同時timescaleDB也非常受投資者的關注,已獲5000萬美金的投資,也間接說明時序資料庫在未來是非常受使用者歡迎的。

timescaleDB的優勢

首先,timescaleDB是自動切片的,對使用者無感知,在資料量非常龐大的時候,寫入效能不衰減。(主要指IOPS較低的磁碟,如果IOPS較好的磁碟PG在寫入大量資料後效能也是OK的。)

pic

其次,timescale改進了SQL優化器,增加了merge append的執行節點,同時在對小時間片進行group by時,可以不用HASH或GROUP整個資料範圍,而是分片計算,使得效率非常高。

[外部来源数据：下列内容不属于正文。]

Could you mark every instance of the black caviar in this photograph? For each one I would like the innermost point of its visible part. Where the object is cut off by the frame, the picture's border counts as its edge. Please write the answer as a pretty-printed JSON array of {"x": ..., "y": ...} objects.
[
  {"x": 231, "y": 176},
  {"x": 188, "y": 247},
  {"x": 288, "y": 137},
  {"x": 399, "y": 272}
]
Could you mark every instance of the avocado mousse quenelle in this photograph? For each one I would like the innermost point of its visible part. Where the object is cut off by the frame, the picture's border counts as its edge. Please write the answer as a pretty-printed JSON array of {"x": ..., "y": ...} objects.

最後,timescale增加了一些API,使得使用者在時序資料的寫入、維護、查詢都非常的高效、同時易於維護。

API如下

http://docs.timescale.com/v0.8/api

部署timescaleDB

以CentOS 7.x x64為例。

1、首先要安裝好PostgreSQL

參考 《PostgreSQL on Linux 最佳部署手冊》

export USE_NAMED_POSIX_SEMAPHORES=1  
LIBS=-lpthread CFLAGS="-O3" ./configure --prefix=/home/digoal/pgsql10 --with-segsize=8 --with-wal-segsize=256  
LIBS=-lpthread CFLAGS="-O3" make world -j 64  
LIBS=-lpthread CFLAGS="-O3" make install-world  

2、其次需要安裝cmake3

epel  
  
yum install -y cmake3  
  
ln -s /usr/bin/cmake3 /usr/bin/cmake  

3、編譯timescaleDB

git clone https://github.com/timescale/timescaledb/  
  
cd timescaledb  
git checkout release-0.8.0  
  
或  
  
wget https://github.com/timescale/timescaledb/archive/0.8.0.tar.gz  
  
  
  
export PATH=/home/digoal/pgsql10/bin:$PATH  
export LD_LIBRARY_PATH=/home/digoal/pgsql10/lib:$LD_LIBRARY_PATH  
  
# Bootstrap the build system  
./bootstrap  
  
cd ./build && make  
  
make install  
  
  
[  2%] Built target sqlupdatefile  
[  4%] Built target sqlfile  
[100%] Built target timescaledb  
Install the project...  
-- Install configuration: "Release"  
-- Installing: /home/dege.zzz/pgsql10/share/extension/timescaledb.control  
-- Installing: /home/dege.zzz/pgsql10/share/extension/timescaledb--0.8.0.sql  
-- Installing: /home/dege.zzz/pgsql10/share/extension/timescaledb--0.7.1--0.8.0.sql  
-- Installing: /home/dege.zzz/pgsql10/share/extension/timescaledb--0.1.0--0.2.0.sql  
-- Installing: /home/dege.zzz/pgsql10/share/extension/timescaledb--0.2.0--0.3.0.sql  
-- Installing: /home/dege.zzz/pgsql10/share/extension/timescaledb--0.3.0--0.4.0.sql  
-- Installing: /home/dege.zzz/pgsql10/share/extension/timescaledb--0.4.0--0.4.1.sql  
-- Installing: /home/dege.zzz/pgsql10/share/extension/timescaledb--0.4.1--0.4.2.sql  
-- Installing: /home/dege.zzz/pgsql10/share/extension/timescaledb--0.4.2--0.5.0.sql  
-- Installing: /home/dege.zzz/pgsql10/share/extension/timescaledb--0.5.0--0.6.0.sql  
-- Installing: /home/dege.zzz/pgsql10/share/extension/timescaledb--0.6.0--0.6.1.sql  
-- Installing: /home/dege.zzz/pgsql10/share/extension/timescaledb--0.6.1--0.7.0.sql  
-- Installing: /home/dege.zzz/pgsql10/share/extension/timescaledb--0.6.1--0.7.1.sql  
-- Installing: /home/dege.zzz/pgsql10/share/extension/timescaledb--0.7.0--0.7.1.sql  
-- Installing: /home/dege.zzz/pgsql10/lib/timescaledb.so  

4、配置postgresql.conf,在資料庫啟動時自動載入timescale lib庫。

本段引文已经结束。